Grief…has a mourning component that some people fail to engage themselves in and they wind up mourning the fact that they never mourned the loss of their loved one.  They never cried, never felt sad, never felt anything.  It eventually catches up to them.  “Blessed are they who mourn, for they will be comforted.”  Remember that Beatitude.

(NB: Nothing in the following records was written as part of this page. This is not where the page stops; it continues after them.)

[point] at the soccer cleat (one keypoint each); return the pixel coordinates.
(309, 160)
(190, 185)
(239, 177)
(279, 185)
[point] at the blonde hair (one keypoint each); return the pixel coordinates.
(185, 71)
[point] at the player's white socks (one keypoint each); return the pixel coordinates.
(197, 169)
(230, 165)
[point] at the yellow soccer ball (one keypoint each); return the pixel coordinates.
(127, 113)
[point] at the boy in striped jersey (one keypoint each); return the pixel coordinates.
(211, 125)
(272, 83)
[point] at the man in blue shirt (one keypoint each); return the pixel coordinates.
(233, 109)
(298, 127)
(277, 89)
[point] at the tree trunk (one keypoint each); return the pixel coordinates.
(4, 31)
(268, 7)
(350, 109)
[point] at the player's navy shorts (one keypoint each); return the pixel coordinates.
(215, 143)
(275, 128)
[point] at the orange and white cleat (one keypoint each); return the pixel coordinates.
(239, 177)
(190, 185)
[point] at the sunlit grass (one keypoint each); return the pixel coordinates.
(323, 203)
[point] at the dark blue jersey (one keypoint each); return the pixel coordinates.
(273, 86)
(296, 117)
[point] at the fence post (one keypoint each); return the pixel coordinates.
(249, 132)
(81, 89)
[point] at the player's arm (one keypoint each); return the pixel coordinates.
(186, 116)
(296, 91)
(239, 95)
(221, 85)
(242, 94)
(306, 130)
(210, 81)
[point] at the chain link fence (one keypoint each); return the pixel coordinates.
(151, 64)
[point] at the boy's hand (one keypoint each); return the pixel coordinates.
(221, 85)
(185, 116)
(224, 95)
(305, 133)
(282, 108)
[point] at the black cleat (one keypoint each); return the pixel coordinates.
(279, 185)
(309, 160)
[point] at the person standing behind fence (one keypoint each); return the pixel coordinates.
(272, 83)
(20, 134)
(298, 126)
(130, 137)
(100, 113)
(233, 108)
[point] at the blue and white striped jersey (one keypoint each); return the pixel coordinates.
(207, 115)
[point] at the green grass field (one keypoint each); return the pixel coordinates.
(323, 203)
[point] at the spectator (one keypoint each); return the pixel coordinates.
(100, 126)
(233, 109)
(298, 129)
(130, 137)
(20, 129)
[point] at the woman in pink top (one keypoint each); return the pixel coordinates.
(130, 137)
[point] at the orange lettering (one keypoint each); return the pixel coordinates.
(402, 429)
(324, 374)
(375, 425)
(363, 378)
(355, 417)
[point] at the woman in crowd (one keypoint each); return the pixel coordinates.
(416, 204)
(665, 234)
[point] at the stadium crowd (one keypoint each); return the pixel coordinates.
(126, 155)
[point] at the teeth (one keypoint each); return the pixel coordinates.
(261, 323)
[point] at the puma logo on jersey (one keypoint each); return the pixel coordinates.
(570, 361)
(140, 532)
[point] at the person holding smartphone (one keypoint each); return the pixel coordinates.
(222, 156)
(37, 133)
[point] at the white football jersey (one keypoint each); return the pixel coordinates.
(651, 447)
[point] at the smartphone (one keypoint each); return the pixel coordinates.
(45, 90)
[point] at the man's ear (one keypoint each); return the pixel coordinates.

I struggled with posting this blog on Grief during the Christmas season, but I decided to go for it because to many people Christmas is an especially difficult time to process the loss of your loved one.  Remember, you are not alone; your family, friends and Jesus is with you.  

Mathew 11:28-30

 [28] Come to me, all you that labor, and are burdened, and I will refresh you. [29] Take up my yoke upon you, and learn of me, because I am meek, and humble of heart: and you shall find rest to your souls. [30] For my yoke is sweet and my burden light.